We hypothesized that increased facility volume, presence of consensus double reading of mammograms, and reviewing audit data together in a meeting would be associated with increased accuracy but suspected that trade-offs in sensitivity and specificity would occur with other facility characteristics and that the other facility characteristics might not lead to a net change in accuracy. We expected that a high facility volume would be associated with improved accuracy through increased experience and an emphasis on screening mammography. We expected consensus double reading and reviewing audit results as a group to be associated with improved accuracy because social learning theory suggests that people learn from each other's behavior and from the behavior of role models (18).
For each performance measure, we initially fit a multivariable model that included patient characteristics, radiologist characteristics, and an individual effect for facility (statistically called a random effect), but we did not include other facility factors as covariates.
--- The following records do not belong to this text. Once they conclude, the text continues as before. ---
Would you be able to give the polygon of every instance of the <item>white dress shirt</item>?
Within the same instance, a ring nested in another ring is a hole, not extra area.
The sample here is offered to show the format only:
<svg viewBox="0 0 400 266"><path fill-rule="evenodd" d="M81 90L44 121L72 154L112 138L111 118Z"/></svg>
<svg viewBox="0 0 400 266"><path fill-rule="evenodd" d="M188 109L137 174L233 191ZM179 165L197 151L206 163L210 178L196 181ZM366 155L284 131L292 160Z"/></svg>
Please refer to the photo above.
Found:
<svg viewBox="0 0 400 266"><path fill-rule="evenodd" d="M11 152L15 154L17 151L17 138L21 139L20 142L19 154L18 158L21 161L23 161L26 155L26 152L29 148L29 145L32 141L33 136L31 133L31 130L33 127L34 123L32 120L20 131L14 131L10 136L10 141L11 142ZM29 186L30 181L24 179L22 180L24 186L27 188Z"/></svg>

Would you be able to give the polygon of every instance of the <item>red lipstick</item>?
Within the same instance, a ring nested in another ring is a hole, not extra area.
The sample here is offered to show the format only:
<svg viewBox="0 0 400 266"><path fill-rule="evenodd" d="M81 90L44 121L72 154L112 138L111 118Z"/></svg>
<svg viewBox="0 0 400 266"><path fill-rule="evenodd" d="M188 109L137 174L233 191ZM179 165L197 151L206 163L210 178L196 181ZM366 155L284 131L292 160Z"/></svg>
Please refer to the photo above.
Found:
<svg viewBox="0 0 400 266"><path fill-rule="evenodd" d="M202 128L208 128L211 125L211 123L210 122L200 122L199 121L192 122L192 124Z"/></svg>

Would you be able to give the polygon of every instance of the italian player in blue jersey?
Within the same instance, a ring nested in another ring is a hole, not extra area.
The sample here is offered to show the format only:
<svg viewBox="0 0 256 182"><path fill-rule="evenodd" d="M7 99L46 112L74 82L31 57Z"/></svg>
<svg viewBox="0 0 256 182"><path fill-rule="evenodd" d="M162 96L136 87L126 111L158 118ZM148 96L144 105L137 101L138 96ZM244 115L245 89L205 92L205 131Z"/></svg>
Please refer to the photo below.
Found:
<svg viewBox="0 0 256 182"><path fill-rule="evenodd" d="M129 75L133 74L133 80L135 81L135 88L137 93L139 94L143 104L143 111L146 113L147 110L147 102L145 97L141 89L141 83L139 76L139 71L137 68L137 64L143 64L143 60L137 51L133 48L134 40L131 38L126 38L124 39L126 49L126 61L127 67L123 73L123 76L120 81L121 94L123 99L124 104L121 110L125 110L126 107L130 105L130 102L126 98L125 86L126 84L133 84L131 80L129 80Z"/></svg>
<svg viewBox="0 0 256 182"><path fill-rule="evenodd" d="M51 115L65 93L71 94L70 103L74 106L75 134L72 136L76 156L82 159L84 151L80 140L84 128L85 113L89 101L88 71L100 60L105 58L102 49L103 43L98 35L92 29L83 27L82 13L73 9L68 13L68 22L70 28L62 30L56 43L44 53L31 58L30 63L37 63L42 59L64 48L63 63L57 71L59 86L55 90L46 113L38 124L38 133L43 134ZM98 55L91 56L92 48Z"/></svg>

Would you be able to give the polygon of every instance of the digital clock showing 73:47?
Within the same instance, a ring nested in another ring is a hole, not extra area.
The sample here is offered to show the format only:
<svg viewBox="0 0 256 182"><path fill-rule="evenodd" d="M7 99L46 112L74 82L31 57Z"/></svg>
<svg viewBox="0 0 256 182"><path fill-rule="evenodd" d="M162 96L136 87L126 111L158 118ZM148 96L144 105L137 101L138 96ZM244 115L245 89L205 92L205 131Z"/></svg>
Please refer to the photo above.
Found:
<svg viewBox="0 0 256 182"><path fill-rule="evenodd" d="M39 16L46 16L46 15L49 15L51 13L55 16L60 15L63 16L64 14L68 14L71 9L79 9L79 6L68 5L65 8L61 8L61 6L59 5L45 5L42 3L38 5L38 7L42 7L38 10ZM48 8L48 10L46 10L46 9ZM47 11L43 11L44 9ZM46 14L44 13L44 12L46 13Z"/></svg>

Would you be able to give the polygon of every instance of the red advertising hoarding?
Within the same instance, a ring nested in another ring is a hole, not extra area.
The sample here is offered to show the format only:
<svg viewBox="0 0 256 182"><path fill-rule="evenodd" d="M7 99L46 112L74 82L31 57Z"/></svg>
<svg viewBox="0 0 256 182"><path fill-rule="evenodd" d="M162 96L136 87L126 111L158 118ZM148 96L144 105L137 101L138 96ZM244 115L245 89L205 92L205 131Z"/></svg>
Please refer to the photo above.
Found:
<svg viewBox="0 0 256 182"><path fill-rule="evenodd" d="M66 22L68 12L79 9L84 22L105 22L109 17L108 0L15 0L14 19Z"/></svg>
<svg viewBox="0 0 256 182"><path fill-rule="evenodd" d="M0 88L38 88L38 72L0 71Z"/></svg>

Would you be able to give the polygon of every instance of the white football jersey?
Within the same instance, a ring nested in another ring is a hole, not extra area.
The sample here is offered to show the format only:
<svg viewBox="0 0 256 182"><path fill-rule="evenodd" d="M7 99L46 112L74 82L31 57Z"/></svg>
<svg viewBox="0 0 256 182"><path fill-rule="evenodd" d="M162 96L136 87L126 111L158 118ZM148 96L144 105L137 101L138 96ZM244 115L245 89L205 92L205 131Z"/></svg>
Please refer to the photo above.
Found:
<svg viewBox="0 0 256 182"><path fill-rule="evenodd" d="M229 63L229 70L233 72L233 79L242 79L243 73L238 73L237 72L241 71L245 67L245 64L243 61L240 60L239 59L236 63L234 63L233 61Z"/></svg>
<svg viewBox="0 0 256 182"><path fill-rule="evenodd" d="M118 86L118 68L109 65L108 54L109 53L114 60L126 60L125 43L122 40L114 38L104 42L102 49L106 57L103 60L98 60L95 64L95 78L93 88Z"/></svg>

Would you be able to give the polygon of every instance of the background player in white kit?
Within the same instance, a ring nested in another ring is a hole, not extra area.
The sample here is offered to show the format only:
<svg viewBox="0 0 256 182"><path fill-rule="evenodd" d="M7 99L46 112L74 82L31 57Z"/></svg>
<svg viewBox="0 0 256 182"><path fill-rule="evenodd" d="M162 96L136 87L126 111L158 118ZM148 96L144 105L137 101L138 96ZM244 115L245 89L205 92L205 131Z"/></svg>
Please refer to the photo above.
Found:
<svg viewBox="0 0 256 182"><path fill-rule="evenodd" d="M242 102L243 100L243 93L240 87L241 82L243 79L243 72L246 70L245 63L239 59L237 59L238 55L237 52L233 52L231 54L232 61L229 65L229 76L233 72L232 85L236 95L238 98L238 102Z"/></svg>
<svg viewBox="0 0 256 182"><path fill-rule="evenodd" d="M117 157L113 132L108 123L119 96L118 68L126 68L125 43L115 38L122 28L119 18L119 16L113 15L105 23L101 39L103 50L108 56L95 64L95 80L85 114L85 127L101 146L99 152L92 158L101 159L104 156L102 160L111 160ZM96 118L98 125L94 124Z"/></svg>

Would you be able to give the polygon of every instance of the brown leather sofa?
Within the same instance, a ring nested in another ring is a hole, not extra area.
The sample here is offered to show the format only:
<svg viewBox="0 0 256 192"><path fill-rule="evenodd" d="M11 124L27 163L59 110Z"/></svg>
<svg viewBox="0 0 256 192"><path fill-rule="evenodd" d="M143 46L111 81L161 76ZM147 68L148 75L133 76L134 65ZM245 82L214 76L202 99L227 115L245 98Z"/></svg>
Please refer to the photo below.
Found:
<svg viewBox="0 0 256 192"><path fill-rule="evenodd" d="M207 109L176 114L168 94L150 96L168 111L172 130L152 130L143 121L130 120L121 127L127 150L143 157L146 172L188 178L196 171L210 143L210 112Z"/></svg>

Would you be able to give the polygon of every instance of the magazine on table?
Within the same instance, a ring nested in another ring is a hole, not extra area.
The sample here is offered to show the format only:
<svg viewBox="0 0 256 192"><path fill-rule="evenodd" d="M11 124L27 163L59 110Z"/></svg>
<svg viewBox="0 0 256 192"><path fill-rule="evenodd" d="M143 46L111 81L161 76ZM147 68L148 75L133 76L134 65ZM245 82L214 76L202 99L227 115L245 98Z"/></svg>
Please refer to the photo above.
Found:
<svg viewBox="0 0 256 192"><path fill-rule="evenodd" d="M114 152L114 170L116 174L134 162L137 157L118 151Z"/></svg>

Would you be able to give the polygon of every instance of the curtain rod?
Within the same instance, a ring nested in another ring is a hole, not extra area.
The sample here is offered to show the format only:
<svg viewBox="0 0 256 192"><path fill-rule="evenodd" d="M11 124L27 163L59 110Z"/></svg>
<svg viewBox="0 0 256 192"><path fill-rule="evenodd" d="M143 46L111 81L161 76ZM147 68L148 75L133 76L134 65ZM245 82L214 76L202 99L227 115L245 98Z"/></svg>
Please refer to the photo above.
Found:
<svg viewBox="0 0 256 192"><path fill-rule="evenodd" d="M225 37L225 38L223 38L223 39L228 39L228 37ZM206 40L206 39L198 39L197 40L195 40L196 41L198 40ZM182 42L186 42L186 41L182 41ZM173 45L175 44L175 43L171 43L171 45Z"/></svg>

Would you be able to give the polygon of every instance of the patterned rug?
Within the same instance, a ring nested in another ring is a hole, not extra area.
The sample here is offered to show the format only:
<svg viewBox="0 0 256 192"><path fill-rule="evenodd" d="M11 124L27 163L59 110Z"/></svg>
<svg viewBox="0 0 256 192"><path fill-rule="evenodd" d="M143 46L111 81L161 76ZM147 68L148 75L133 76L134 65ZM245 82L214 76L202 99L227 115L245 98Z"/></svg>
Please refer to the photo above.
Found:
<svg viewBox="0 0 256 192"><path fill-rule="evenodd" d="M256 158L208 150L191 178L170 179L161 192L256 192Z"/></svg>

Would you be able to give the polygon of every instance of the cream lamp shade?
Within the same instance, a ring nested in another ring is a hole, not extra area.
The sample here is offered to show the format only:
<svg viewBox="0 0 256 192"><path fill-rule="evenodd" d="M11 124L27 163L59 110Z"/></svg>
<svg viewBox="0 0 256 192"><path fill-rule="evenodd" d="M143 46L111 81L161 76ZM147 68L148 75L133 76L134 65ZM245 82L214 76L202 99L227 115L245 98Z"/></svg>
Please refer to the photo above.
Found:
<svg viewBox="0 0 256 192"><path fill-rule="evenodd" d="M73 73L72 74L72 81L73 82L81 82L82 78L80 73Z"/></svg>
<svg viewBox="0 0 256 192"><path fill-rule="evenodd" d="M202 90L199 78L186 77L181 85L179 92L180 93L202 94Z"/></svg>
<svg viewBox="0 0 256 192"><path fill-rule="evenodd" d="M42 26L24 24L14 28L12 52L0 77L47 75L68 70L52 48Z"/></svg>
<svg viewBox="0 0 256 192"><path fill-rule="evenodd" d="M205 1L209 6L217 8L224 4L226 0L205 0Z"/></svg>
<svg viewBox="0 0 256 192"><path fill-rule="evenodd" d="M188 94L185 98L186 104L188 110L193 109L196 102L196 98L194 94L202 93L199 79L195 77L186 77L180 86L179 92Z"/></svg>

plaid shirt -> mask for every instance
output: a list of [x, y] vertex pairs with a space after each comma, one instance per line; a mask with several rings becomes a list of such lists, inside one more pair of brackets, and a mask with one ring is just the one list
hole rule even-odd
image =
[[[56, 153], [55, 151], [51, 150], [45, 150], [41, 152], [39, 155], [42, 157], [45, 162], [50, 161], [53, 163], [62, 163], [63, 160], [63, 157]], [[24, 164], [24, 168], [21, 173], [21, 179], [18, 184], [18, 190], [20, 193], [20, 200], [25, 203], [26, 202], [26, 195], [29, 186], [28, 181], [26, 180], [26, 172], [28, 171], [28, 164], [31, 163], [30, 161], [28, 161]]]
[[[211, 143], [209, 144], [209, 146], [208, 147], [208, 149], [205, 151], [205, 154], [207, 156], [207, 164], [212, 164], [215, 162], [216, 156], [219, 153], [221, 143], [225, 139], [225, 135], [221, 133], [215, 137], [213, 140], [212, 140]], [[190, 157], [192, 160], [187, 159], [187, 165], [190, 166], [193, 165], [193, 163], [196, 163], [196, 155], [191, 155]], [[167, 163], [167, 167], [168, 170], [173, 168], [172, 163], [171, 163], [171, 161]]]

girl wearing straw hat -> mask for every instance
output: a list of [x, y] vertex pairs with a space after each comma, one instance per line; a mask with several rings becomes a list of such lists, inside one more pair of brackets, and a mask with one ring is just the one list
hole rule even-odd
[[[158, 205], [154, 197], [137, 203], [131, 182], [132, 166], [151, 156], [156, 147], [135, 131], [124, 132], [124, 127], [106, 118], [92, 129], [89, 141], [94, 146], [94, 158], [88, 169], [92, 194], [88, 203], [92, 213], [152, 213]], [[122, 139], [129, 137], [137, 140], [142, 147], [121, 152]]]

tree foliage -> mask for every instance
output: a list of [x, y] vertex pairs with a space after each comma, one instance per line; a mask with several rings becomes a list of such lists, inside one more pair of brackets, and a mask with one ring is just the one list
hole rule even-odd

The purpose of these models was to determine whether statistically significant variation in each performance measure was associated with an individual facility after adjusting for patient and radiologist characteristics. The variance in each performance measure due to the facility was tested to determine whether this variation across facilities was greater than that expected by chance alone. For each facility, we computed the mean values and 95% confidence intervals (CIs) for sensitivity, specificity, PPV1, and PPV2. We then built multivariable models for each performance measure using facility characteristics that were relevant to our hypotheses (ie, facility volume, method of double reading, method of audit review) or that were associated with any outcome in univariate analyses at a P value of .1 or lower. We removed variables that were highly related to other variables in the model (presence of double reading, offering interventional procedures, and percentage of screening mammograms) or that were no longer statistically significant at a P level of .1 or lower (eg, affiliation with academic medical center). The final model for each performance measure therefore included patient characteristics, radiologist characteristics, and the facility characteristics that were part of our principal hypotheses or that remained associated with at least one performance measure at a P level of .1 or lower. Screens that were missing any of these factors were excluded; the final models included 360149 screening mammograms (seeFigure 1). All screening examinations that met the above criteria were included in the models; thus, multiple mammograms per woman could be included until a cancer was diagnosed.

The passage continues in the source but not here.